The government has accepted the observations of businesses and business associations and, responding to emerging market needs, has amended the details of the 155 billion HUF European Union co-financed GINOP Plus SME Technology Plus loan programme. The zero per cent fixed-rate financing form is now accessible to a wider range of applicants and more versatile in its application, the Ministry of National Economy (NGM) announced in a statement on Monday.

Under the new, more favourable conditions, the programme’s aim remains to increase the productivity and added value of domestic micro, small and medium-sized enterprises (SMEs) through support for technological and organizational renewal. Another goal is to create and expand the capacity of businesses to develop modern products and services, enabling energy efficiency investments as well.

Thanks to the amendments,

SMEs can now apply for a loan of 5 million HUF, and the required number of employees has been reduced to one,

the ministry said.

Costs related to the alteration, expansion, renovation, and modernization of existing real estate will now be eligible for a reimbursement of up to 50 per cent of the total project cost.

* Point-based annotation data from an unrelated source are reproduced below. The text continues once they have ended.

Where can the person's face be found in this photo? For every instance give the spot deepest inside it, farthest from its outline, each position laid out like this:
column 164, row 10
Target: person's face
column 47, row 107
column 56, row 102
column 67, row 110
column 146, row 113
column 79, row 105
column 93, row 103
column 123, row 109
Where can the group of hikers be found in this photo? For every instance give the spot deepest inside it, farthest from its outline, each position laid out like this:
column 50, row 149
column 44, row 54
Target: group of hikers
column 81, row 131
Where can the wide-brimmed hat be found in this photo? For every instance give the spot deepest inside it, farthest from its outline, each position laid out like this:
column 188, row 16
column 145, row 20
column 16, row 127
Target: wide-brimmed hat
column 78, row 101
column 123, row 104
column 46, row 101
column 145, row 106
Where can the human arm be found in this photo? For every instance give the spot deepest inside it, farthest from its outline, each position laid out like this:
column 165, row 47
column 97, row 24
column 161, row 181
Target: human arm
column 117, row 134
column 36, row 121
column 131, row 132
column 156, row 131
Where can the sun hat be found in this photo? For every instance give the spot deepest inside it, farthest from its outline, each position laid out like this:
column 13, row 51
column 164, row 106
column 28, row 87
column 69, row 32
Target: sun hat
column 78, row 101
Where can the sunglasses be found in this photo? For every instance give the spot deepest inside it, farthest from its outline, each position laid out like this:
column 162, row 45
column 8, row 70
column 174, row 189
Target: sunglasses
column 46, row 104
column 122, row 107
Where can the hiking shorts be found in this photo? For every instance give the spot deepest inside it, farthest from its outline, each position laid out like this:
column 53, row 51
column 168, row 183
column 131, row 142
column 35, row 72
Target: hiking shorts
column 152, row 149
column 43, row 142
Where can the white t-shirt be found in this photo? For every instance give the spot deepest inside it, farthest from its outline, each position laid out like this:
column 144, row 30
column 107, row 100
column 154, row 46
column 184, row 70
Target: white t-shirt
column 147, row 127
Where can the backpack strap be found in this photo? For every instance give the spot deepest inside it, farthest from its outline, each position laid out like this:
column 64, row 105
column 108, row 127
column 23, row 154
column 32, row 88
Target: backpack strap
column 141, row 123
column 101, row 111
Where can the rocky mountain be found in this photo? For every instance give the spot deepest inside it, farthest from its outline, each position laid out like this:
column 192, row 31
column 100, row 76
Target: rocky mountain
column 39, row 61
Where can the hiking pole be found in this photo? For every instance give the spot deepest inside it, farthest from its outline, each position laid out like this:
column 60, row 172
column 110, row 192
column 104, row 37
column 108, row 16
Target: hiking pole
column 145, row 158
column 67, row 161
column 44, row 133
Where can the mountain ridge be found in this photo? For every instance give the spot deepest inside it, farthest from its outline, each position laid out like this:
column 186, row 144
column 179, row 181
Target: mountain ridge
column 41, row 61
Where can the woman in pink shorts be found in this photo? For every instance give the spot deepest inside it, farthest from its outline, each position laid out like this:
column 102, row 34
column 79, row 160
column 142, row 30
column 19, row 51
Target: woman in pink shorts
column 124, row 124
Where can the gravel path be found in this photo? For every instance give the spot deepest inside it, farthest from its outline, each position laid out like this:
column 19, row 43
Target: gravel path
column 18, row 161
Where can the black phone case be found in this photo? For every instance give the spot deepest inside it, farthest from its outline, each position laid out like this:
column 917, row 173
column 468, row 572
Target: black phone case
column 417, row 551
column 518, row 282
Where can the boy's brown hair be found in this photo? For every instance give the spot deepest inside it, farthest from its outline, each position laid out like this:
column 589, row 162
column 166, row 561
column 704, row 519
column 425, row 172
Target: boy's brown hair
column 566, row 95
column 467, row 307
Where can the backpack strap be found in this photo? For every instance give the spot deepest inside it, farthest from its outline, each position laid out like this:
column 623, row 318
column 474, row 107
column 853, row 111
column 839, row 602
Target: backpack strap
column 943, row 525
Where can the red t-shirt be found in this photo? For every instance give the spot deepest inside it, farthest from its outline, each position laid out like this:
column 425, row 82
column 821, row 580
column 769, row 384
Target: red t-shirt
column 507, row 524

In addition, the cost of procuring inventory related to the investment will also be eligible for reimbursement up to 30 per cent of the total eligible costs. Alongside these simplifications, the loan programme is also available to construction companies and for construction development needs, the NGM noted.

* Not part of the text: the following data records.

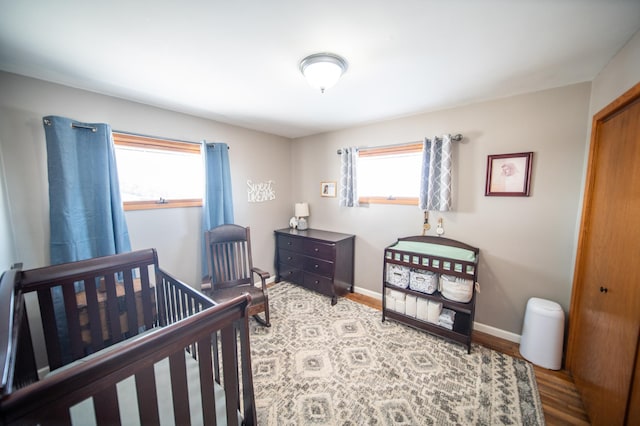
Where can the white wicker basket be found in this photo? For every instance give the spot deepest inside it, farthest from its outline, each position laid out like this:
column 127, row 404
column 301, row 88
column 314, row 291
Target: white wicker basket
column 457, row 289
column 398, row 275
column 423, row 281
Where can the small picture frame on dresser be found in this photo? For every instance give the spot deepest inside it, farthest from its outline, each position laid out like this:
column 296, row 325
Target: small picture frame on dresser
column 327, row 189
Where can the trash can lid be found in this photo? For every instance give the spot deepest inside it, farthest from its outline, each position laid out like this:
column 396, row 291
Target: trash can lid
column 544, row 304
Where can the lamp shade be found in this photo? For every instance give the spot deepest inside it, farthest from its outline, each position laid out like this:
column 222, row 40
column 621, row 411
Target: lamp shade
column 302, row 210
column 323, row 70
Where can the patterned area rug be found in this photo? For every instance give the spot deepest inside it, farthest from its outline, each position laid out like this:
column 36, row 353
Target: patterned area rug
column 341, row 365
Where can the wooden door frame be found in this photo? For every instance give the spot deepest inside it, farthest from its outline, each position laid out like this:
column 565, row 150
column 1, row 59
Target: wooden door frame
column 614, row 107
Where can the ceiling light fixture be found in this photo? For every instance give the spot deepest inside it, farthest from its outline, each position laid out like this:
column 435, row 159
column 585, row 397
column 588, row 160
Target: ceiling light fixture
column 323, row 70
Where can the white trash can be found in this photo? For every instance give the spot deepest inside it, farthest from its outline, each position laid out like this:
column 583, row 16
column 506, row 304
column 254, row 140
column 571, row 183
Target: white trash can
column 543, row 333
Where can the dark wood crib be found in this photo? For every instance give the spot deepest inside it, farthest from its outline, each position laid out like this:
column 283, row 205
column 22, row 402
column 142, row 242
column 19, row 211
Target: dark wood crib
column 138, row 346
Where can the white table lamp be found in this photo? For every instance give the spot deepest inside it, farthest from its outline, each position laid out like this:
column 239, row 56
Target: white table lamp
column 301, row 212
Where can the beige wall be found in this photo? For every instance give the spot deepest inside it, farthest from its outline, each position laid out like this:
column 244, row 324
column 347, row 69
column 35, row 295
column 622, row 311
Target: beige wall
column 175, row 233
column 526, row 242
column 620, row 74
column 7, row 248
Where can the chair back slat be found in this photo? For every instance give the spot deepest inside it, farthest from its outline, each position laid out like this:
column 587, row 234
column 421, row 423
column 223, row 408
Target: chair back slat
column 231, row 271
column 229, row 256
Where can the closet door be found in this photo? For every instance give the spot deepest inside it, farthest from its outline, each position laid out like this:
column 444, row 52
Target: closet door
column 605, row 305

The ministry statement also pointed out that loan applicants with a submitted application but no loan decision yet can withdraw their loan application and resubmit it under the revised product parameters. This ensures that every SME can take advantage of the loan programme under the most favourable conditions, the ministry highlighted.

Loan applications can be continuously submitted through the nationwide MFB Point Plus network. The date of entry into force of the amendments is 29 July 2024. Interested parties can find the necessary information and the revised call for applications on the MFB and government websites.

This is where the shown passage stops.